Theorem 1 suggests that if we choose $q(\mathbf{z}) = p(\mathbf{z}|\mathbf{x})$, then we have equality. However, the posterior in practice is hard to compute because it involves estimating an integral. 

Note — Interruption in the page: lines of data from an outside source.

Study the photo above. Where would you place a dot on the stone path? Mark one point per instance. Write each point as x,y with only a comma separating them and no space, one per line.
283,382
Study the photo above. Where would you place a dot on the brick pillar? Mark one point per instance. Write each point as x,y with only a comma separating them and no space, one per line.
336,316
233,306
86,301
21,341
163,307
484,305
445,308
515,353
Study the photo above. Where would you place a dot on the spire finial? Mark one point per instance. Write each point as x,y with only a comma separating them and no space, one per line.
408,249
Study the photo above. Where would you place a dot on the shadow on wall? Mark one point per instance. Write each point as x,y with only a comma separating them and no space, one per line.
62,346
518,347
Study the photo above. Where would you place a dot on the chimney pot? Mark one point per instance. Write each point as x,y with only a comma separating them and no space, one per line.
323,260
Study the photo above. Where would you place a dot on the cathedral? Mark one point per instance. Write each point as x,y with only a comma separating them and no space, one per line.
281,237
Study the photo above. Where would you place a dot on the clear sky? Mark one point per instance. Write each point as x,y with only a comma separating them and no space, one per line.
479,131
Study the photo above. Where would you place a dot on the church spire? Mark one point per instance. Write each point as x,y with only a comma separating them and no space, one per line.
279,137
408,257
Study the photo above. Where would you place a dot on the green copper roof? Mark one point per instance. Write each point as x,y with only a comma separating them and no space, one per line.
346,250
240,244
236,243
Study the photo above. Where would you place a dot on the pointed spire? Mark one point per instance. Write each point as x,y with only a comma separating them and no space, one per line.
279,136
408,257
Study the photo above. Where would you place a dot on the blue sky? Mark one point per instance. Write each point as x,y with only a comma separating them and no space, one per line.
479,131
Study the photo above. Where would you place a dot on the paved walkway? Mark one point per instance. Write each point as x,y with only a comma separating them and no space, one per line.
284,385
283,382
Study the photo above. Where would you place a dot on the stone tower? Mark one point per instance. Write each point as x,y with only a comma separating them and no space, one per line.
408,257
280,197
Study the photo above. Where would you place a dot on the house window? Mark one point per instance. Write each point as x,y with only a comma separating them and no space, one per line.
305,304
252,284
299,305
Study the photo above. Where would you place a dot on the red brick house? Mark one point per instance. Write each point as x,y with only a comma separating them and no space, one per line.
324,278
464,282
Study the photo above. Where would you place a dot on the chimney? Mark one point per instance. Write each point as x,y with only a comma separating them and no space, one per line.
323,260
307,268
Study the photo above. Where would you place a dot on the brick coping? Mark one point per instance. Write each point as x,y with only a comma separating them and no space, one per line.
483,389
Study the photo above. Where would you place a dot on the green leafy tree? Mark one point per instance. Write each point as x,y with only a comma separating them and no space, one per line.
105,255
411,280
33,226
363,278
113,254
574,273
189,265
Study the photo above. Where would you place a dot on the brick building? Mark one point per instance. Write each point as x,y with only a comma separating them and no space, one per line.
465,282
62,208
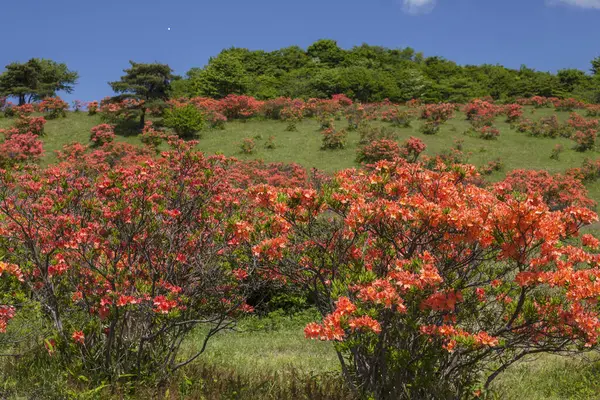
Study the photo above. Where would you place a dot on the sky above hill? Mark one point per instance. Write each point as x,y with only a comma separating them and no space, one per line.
98,38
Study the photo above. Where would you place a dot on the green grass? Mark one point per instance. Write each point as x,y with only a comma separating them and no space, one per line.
276,346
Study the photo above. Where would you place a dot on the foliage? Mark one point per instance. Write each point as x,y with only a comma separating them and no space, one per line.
36,79
425,281
149,84
186,121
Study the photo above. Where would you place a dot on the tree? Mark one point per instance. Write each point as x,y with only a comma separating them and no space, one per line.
150,84
224,75
36,79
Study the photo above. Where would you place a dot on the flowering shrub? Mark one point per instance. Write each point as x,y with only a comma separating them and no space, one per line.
398,117
559,192
556,150
491,167
488,132
78,105
33,125
378,150
292,114
248,145
567,104
334,138
20,148
430,128
54,107
438,113
426,282
239,107
102,134
134,258
585,140
412,148
152,137
544,127
356,116
577,122
481,109
369,133
270,143
92,107
25,109
593,110
513,112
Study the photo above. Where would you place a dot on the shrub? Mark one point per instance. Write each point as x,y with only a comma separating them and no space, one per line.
567,104
488,132
378,150
239,107
186,121
333,138
398,117
248,145
513,112
152,137
92,107
102,134
270,143
556,150
135,258
20,148
438,113
412,148
78,105
585,140
430,128
35,125
54,107
425,283
369,133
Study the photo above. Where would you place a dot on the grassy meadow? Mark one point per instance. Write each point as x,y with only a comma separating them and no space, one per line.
269,357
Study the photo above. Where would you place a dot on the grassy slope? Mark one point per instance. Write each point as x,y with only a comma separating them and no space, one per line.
267,348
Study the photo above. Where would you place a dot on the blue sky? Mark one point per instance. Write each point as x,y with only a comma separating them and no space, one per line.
97,38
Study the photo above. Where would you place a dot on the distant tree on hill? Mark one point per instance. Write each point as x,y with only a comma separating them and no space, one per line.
150,83
36,79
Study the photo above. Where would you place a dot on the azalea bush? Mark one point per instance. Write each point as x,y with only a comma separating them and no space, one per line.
378,150
585,140
334,138
53,107
425,282
125,262
20,148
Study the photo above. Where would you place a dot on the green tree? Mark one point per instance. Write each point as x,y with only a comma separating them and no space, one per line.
326,52
224,75
36,79
148,82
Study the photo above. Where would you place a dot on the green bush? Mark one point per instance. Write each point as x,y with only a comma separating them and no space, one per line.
185,121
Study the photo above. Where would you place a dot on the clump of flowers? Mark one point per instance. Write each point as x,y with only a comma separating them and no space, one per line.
248,146
585,140
102,134
54,107
556,150
92,107
378,150
333,138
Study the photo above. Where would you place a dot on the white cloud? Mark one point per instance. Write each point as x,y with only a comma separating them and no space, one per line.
422,6
579,3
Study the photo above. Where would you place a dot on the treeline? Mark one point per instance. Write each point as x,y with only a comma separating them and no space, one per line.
374,73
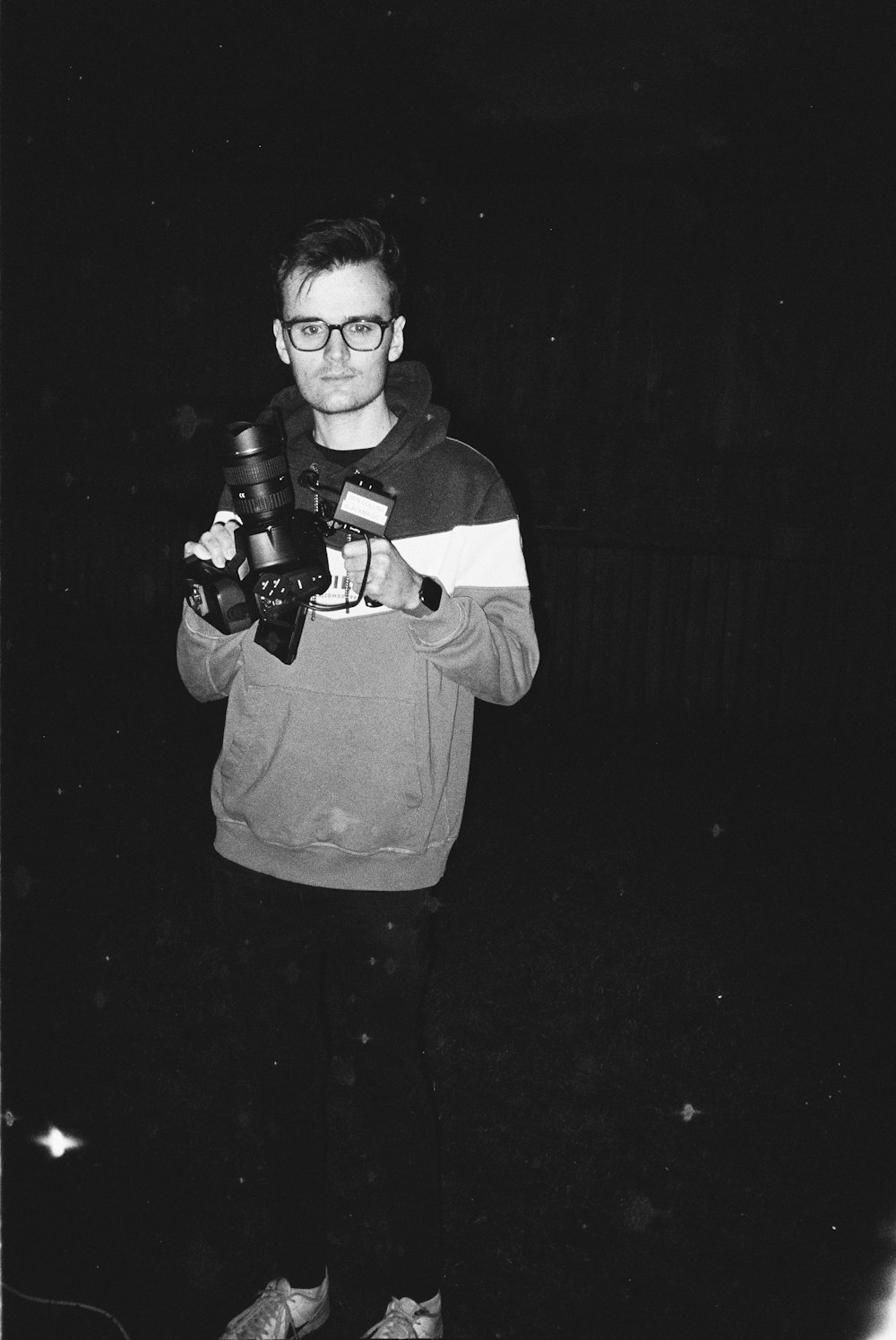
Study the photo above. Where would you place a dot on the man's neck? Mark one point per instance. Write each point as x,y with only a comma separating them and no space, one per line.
354,430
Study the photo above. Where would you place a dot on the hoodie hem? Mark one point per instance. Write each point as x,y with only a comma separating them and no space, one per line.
327,866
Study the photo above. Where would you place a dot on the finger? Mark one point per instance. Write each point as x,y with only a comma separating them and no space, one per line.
195,549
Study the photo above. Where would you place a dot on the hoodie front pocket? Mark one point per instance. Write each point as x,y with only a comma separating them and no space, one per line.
306,768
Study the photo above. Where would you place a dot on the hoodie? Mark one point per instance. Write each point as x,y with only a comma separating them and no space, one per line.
349,768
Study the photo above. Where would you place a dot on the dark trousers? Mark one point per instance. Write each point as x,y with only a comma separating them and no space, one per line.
291,947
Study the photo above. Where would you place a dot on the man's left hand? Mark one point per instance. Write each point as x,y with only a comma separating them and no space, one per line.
390,581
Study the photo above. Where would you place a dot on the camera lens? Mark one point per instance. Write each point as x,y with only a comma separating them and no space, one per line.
254,468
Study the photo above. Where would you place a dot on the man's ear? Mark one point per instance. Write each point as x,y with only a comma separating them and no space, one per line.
280,341
398,339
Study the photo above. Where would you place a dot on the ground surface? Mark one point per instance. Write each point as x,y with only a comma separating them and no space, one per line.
659,1024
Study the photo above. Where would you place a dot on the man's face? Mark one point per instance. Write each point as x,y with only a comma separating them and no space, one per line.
338,379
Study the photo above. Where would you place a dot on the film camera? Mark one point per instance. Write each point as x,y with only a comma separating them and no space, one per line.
280,563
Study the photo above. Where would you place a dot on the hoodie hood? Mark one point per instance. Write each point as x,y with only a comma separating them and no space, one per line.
408,394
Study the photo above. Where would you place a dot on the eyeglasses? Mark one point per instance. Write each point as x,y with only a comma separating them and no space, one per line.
363,334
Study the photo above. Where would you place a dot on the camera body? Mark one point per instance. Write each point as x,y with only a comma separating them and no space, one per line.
280,562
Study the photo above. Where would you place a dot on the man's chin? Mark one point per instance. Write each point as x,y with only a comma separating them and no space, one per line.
339,397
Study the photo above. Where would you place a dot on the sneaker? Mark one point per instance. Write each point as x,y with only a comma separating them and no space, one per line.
281,1313
409,1320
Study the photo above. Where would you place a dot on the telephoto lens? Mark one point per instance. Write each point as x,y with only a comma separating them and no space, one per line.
254,469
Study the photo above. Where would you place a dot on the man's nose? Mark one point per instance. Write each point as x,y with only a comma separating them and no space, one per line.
336,349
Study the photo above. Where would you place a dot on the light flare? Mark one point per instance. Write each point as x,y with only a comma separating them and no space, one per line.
56,1142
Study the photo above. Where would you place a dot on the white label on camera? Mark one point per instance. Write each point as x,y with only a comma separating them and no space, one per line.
365,506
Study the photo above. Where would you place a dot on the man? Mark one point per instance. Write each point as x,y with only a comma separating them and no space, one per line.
341,777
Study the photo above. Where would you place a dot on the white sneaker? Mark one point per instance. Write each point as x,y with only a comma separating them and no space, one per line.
281,1313
409,1320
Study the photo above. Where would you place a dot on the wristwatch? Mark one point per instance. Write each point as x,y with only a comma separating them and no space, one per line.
430,597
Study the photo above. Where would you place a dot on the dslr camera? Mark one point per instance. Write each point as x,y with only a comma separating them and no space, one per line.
280,563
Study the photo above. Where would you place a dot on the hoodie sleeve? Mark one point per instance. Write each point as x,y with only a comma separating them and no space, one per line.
482,635
206,660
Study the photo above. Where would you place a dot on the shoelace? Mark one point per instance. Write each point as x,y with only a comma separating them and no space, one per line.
395,1326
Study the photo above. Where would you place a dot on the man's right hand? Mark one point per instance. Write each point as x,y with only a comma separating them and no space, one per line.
217,544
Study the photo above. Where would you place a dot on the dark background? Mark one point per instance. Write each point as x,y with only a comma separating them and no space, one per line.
650,254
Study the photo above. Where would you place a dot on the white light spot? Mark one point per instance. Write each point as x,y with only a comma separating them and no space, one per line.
58,1142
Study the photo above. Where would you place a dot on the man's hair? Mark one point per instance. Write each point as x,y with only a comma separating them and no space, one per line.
327,244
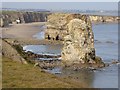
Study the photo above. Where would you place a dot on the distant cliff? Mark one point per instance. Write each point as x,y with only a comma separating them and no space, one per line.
8,17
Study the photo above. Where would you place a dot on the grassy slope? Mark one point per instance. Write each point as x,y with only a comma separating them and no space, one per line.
16,75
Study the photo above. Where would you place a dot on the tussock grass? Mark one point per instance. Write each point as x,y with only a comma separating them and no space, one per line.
17,75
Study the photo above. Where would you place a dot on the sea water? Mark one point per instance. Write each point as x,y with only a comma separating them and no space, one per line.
106,45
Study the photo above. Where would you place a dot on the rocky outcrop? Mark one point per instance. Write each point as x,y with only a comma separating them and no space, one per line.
10,52
56,23
76,31
79,43
8,17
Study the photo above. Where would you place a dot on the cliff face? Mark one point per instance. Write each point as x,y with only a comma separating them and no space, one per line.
8,17
56,23
76,31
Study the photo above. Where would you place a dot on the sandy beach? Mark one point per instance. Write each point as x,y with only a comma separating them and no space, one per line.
22,30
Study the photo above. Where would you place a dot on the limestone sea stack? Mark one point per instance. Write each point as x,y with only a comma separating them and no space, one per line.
76,32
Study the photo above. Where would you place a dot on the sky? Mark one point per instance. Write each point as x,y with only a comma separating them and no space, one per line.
62,5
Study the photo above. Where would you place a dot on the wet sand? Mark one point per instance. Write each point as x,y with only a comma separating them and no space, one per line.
23,34
22,30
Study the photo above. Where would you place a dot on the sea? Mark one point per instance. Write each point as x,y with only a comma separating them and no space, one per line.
106,46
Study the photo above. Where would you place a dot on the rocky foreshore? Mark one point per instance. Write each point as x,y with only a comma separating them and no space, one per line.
12,17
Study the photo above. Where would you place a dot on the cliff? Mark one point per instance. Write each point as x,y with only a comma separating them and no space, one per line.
76,31
10,17
56,23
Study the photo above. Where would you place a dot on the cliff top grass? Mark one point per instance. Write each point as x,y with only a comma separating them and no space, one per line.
17,75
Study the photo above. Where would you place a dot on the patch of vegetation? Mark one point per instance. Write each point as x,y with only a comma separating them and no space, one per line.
17,75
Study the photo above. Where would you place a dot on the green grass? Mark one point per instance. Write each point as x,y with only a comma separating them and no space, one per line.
17,75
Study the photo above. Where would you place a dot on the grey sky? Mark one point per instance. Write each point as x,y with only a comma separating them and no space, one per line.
63,5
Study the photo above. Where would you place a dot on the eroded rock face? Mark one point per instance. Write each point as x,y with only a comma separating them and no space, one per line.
57,25
79,43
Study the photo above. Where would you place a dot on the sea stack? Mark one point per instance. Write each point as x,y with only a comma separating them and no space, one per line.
78,39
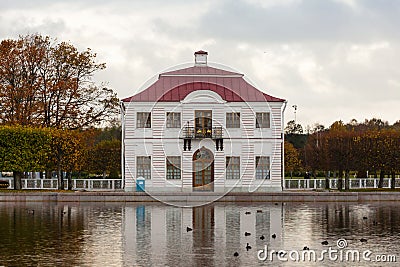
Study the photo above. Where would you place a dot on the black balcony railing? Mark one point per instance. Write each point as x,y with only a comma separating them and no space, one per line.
201,133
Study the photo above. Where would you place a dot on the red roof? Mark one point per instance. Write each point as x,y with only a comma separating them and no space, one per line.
174,86
201,52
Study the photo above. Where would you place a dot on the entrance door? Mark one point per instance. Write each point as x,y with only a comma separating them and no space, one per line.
203,170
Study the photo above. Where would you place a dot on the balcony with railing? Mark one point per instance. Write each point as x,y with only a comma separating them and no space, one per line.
201,133
190,133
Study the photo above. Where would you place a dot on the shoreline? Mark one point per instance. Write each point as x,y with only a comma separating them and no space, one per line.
108,196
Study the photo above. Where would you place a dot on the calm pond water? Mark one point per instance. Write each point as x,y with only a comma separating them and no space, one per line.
49,234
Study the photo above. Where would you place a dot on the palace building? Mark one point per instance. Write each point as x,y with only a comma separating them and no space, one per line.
202,128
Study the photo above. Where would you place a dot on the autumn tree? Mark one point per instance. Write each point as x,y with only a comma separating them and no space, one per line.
49,84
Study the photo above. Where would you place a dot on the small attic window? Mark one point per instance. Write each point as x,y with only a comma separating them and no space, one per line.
200,58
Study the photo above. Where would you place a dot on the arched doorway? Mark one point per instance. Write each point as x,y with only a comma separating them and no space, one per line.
203,170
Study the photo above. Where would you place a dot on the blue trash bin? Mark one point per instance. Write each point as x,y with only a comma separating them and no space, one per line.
140,185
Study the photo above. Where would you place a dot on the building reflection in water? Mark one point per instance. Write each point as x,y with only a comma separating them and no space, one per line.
156,233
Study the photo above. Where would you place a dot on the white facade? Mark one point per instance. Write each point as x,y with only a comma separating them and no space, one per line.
159,141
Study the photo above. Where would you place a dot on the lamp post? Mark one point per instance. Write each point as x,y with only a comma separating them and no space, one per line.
295,111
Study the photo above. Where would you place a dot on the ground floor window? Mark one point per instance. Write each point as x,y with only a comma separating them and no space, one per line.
262,167
143,167
174,167
232,167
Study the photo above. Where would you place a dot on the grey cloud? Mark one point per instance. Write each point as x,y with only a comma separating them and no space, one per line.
307,20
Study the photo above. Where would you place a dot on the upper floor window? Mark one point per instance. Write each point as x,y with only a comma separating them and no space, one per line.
262,167
173,120
143,120
263,120
203,123
233,120
143,167
173,167
232,167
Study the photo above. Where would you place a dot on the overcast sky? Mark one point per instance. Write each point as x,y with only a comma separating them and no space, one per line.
334,59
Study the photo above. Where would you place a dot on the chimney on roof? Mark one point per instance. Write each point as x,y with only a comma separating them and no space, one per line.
200,58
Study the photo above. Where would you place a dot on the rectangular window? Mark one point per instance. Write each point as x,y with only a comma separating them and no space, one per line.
143,120
263,120
203,123
174,167
232,167
173,120
262,168
233,120
143,167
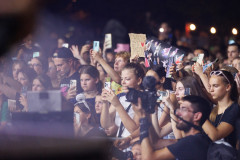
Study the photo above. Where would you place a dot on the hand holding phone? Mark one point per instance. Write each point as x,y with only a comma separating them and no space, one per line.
73,83
96,46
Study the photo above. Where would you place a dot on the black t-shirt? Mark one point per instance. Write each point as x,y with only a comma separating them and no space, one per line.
230,116
65,83
194,147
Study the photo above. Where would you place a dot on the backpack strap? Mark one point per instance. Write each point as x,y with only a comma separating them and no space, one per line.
121,129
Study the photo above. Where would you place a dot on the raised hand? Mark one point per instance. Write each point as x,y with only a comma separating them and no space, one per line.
72,92
109,95
75,51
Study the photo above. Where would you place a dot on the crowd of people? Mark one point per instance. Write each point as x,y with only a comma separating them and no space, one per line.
197,107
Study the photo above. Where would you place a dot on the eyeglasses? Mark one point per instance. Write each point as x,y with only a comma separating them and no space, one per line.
219,73
183,109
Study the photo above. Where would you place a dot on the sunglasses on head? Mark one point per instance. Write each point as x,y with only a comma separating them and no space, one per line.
218,73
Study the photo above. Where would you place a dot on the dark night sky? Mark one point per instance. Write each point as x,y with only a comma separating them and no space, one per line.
223,14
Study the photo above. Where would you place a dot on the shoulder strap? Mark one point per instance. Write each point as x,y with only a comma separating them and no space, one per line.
121,129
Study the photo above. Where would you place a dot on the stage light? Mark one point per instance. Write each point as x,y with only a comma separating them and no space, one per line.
161,30
192,27
234,31
213,30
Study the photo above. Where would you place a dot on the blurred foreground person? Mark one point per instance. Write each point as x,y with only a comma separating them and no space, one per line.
192,113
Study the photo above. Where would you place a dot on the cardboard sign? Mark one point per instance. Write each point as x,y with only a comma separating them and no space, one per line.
137,43
122,47
158,53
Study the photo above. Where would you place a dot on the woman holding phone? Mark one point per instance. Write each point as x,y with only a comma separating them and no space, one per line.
185,86
222,120
120,113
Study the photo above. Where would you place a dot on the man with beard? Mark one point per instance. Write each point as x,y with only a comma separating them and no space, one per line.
192,113
64,62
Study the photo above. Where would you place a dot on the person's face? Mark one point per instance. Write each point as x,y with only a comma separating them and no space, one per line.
86,57
119,64
23,79
236,64
37,66
153,74
16,69
98,104
60,42
186,112
101,72
52,70
136,150
129,79
232,52
218,88
37,86
63,66
197,52
110,57
180,90
88,83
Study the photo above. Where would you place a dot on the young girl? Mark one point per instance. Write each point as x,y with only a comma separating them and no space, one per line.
91,85
120,112
39,84
223,117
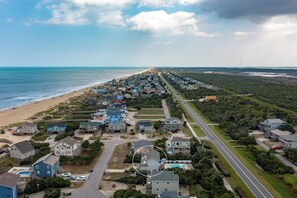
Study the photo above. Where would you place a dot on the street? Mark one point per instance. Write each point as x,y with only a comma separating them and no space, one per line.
248,178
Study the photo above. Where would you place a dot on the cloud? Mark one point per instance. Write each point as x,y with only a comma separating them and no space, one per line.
67,14
161,22
253,9
114,18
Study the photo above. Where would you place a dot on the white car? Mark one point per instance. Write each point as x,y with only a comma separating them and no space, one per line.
82,178
67,174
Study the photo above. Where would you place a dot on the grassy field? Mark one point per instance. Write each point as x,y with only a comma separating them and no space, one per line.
198,130
7,163
150,111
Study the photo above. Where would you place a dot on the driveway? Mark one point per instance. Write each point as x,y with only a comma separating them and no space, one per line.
90,188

$$p(\mathbf{z}|\mathbf{x}) = \frac{p(\mathbf{x}|\mathbf{z})p(\mathbf{z})}{\int p(\mathbf{x}|\mathbf{z})p(\mathbf{z})dz}$$

Therefore, we instead approximate $p(\mathbf{z}|\mathbf{x})$ from a family of parameterized distribution $q_{\phi}(\mathbf{z}|\mathbf{x}) \in \mathcal{Q}$. We want to choose $q$ that maximizes the evidence lower bound (i.e. closest to the posterior). In other words, we want $\text{KL}(q(\mathbf{z}||p(\mathbf{z}|\mathbf{x}))$. To compute this KL, we rewrite it as 

$$
\begin{align*}
    \text{KL}(q_{\phi}(\mathbf{z}|\mathbf{x})||p_{\theta}(\mathbf{z}|\mathbf{x})) &= \int q_{\phi}(\mathbf{z}|\mathbf{x}) \log\frac{q_{\phi}(\mathbf{z}|\mathbf{x})}{p_{\theta}(\mathbf{z}|\mathbf{x})} d\mathbf{z}\\
    &= \int q_{\phi}(\mathbf{z}|\mathbf{x}) \log\frac{q_{\phi}(\mathbf{z}|\mathbf{x})p(\mathbf{x})}{p_{\theta}(\mathbf{x}, \mathbf{z})} d\mathbf{z}\\
    &= \int q_{\phi}(\mathbf{z}|\mathbf{x}) (\log p(\mathbf{x})+\log\frac{q_{\phi}(\mathbf{z}|\mathbf{x})}{p_{\theta}(\mathbf{x}, \mathbf{z})}) d\mathbf{z}\\
    &= \log p(\mathbf{x}) + \int q_{\phi}(\mathbf{z}|\mathbf{x}) \log\frac{q_{\phi}(\mathbf{z}|\mathbf{x})}{p_{\theta}(\mathbf{x}|\mathbf{z})p(\mathbf{z})} d\mathbf{z}\\
    &= \log p(\mathbf{x}) + \text{KL}(q_{\phi}(\mathbf{z}|\mathbf{x})||p(\mathbf{z})) - \mathbf{E}_{z\sim q_{\phi}(\mathbf{z}|\mathbf{x})}[\log p_{\theta}(\mathbf{x}|\mathbf{z})]
\end{align*}
$$

Therefore, the lower bound can be written as

$$
\begin{align*}
\log p(\mathbf{x}) &\geq -\text{KL}(q(\mathbf{z}||p(\mathbf{z}|\mathbf{x})) + \log p(\mathbf{x})\\
&= -\text{KL}(q_{\phi}(\mathbf{z}|\mathbf{x})||p(\mathbf{z})) + \mathbf{E}_{z\sim q_{\phi}(\mathbf{z}|\mathbf{x})}[\log p_{\theta}(\mathbf{x}|\mathbf{z})]
\end{align*}
$$

Which we now all can compute, therefore, our optimization problem is 

$$\max_{\theta, \phi} -\text{KL}(q_{\phi}(\mathbf{z}|\mathbf{x})||p(\mathbf{z})) + \mathbf{E}_{z\sim q_{\phi}(\mathbf{z}|\mathbf{x})}[\log p_{\theta}(\mathbf{x}|\mathbf{z})]$$